Na polêmica contra Eunômio, o qual afirmava que o caráter próprio da divindade é de ser “não gerado”, São Basílio explica que os nomes Pai e Filho, não definem a essência (Ousía), mas sim a ‘relação’ entre Eles. São Basílio emprega o termo ‘relação’ no sentido que Aristóteles dá em suas categorias. Assim, o nome de homem, mineral, animal, dizem respeito à essência do ser. Já Pai, esposo, escravo, dizem respeito à ‘relação’, pois nenhum homem seria pai sem ter filho, esposo sem esposa, ou escravo sem senhor. Desta forma, dizer que o Filho não é gerado, ou não é eterno, vale a dizer que o Pai nem sempre foi Pai, pois se não havia Filho, esta relação de paternidade, em algum momento não existiu. Cair-se-ia num ciclo vicioso…
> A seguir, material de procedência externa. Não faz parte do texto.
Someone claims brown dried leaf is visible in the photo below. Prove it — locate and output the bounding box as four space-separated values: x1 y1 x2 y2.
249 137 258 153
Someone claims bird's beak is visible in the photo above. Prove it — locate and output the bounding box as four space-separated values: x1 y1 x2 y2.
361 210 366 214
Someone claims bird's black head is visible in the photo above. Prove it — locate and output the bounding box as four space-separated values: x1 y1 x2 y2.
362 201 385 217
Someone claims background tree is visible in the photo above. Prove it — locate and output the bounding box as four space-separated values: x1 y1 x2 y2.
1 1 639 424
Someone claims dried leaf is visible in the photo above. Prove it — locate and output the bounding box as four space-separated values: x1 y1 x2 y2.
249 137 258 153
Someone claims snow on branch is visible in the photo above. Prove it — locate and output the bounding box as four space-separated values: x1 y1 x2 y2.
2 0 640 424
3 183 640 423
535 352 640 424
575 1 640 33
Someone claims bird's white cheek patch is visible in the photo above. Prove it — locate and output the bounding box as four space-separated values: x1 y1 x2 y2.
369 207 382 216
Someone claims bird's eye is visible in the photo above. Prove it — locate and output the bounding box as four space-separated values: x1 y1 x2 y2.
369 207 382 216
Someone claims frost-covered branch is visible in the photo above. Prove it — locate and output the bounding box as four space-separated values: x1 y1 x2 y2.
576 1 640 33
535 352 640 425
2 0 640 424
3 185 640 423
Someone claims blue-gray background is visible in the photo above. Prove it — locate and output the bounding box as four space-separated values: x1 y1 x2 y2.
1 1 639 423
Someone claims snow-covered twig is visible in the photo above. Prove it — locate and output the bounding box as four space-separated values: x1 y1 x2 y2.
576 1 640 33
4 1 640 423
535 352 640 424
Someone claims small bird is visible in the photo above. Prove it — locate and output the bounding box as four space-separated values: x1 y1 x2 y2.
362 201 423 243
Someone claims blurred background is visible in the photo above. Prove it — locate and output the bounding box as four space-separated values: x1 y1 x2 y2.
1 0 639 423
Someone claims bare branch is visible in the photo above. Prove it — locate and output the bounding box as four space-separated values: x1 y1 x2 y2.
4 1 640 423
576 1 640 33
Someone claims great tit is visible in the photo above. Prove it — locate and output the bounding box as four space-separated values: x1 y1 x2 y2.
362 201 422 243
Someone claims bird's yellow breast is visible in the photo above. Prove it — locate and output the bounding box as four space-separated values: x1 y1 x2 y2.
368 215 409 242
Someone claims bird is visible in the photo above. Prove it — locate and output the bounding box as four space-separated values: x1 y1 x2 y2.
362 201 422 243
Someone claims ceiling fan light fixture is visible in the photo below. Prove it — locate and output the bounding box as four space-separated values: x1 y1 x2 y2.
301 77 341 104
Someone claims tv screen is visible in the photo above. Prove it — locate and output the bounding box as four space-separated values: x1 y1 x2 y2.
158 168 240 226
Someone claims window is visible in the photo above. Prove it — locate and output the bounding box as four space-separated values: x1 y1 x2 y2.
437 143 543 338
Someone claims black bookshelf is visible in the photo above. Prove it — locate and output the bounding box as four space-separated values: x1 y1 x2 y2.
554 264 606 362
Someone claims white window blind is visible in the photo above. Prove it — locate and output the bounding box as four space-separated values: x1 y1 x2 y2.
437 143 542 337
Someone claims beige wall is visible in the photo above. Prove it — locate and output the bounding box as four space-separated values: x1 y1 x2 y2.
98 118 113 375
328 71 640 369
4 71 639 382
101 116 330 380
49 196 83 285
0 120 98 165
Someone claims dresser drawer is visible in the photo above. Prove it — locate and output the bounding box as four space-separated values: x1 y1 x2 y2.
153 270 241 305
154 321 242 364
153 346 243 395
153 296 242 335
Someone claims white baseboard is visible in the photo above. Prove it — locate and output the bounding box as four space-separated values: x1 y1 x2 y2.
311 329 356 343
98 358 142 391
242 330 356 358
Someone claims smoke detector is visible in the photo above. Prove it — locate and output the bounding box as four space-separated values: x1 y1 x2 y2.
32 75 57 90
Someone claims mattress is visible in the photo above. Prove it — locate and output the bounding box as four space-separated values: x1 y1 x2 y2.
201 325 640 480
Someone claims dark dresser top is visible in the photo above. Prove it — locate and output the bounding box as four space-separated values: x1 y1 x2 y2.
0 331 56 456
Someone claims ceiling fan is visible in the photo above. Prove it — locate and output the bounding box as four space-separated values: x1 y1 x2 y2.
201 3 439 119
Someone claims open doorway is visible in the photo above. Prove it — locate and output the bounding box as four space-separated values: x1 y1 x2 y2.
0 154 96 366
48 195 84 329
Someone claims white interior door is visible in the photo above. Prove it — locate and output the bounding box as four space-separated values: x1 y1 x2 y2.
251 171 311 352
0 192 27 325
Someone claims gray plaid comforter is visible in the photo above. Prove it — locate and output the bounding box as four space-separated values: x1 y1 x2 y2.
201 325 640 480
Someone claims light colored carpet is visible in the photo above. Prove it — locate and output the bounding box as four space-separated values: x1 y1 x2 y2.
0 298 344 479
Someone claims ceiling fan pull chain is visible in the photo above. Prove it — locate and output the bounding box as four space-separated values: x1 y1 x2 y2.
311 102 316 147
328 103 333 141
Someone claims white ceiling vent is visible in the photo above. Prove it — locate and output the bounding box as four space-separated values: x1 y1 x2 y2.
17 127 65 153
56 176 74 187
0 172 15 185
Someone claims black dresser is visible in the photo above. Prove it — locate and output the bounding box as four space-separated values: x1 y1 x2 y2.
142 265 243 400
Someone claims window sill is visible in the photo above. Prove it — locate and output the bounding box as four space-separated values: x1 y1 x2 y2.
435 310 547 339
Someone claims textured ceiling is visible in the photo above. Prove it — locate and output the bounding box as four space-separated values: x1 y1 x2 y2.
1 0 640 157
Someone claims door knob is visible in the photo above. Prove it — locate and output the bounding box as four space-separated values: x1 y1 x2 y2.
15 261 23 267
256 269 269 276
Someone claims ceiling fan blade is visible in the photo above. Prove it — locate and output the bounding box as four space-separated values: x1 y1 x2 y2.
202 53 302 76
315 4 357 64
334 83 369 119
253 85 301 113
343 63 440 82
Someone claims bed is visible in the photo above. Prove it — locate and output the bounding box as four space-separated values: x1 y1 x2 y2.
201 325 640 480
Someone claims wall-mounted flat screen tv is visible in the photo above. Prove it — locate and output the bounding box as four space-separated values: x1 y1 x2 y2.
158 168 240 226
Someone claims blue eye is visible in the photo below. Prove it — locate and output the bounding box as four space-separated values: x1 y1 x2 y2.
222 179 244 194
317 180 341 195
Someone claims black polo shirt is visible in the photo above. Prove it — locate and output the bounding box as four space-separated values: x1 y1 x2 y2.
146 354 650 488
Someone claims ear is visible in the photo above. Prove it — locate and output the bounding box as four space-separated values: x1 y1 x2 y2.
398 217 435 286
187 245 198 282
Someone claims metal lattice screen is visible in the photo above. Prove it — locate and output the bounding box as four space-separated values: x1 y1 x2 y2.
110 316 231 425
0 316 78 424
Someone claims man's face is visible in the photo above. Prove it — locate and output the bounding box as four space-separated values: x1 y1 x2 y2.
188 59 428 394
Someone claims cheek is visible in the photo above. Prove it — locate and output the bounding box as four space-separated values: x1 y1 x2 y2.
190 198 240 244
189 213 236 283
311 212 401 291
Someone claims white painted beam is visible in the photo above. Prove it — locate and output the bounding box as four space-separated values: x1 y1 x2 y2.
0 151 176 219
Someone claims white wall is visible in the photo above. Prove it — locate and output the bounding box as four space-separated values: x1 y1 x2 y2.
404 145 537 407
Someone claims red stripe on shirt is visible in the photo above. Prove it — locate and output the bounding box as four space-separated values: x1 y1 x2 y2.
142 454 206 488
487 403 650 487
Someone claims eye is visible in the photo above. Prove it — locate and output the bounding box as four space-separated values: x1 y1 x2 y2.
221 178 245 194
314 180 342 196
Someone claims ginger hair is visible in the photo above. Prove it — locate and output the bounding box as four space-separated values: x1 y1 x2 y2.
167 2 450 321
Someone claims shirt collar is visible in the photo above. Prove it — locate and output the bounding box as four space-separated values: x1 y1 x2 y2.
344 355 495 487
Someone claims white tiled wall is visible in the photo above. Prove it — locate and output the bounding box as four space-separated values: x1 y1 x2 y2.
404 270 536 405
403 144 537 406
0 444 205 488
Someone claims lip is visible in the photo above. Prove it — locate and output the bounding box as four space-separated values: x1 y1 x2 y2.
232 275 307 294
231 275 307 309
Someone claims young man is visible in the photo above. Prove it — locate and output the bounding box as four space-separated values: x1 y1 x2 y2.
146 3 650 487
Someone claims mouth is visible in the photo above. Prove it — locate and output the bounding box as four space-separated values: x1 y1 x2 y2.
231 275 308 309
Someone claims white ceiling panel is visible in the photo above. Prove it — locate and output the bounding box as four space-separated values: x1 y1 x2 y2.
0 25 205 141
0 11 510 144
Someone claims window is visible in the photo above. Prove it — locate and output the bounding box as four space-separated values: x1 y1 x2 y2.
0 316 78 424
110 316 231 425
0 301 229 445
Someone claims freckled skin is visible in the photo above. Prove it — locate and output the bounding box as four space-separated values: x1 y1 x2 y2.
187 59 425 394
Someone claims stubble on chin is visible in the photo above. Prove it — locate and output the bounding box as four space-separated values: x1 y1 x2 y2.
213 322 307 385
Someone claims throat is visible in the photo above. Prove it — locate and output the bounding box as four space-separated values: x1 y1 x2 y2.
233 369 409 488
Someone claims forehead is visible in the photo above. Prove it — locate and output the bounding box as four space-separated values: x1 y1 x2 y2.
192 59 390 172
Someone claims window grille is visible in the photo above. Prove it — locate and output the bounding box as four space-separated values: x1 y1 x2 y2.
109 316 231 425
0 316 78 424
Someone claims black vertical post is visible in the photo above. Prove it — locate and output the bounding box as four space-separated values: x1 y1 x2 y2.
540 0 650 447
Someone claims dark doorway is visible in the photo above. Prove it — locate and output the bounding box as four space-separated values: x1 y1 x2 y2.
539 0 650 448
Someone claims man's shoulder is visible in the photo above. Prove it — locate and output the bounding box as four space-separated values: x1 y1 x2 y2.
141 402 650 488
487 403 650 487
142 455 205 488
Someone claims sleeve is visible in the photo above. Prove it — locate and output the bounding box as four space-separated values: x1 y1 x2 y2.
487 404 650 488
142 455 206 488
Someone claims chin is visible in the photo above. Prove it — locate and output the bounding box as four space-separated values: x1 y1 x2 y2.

Com esta explicitação, São Basílio iluminou toda a teologia trinitária e cristológica com um brilho difícil de ser superado, e desferiu o ‘golpe de misericórdia’ no arianismo.
3.3. A Divindade do Espírito Santo
O Concílio de Niceia, convocado para discutir a doutrina de Ario sobre a divindade do Filho, não enfrentara o problema da divindade do Espírito Santo.
São Basílio defendia a divindade do Espírito Santo de maneira firme, mas prudente. Para não criar rivalidades mais crônicas do que as já havidas com os arianos, e assim causar mais divisões na Igreja, ele afirmava a divindade da Terceira Hypóstasis, com argumentos cautelosos. Afirma que se o Batismo, cuja fórmula foi instituída pelo próprio Senhor Jesus, é realizado em nome do Pai, e do Filho, e do Espírito Santo, significa que este último não é alheio à divindade das outras duas Pessoas. Portanto, o Espírito Santo não é criatura.
A partir desta afirmação, acusaram-lhe de dar ao Espírito Santo uma prerrogativa que é exclusiva do Pai: a de “não gerado”. Isto ocasionou que – alguns afirmam que por primeira vez, antes mesmo de São Gregório Nazianzeno – São Basílio empregasse o termo “procede”, tirado do Evangelho de São João 15, 26, por primeira vez em sentido técnico.
Entretanto, o Espírito Santo não foi declarado explicitamente Deus, pois isto nas Sagradas Escrituras é apenas vislumbrado. Mas a doutrina de São Basílio e dos outros capadócios será a base para o Concílio de Constantinopla, onde a divindade do Espírito Santo será definitivamente expressada.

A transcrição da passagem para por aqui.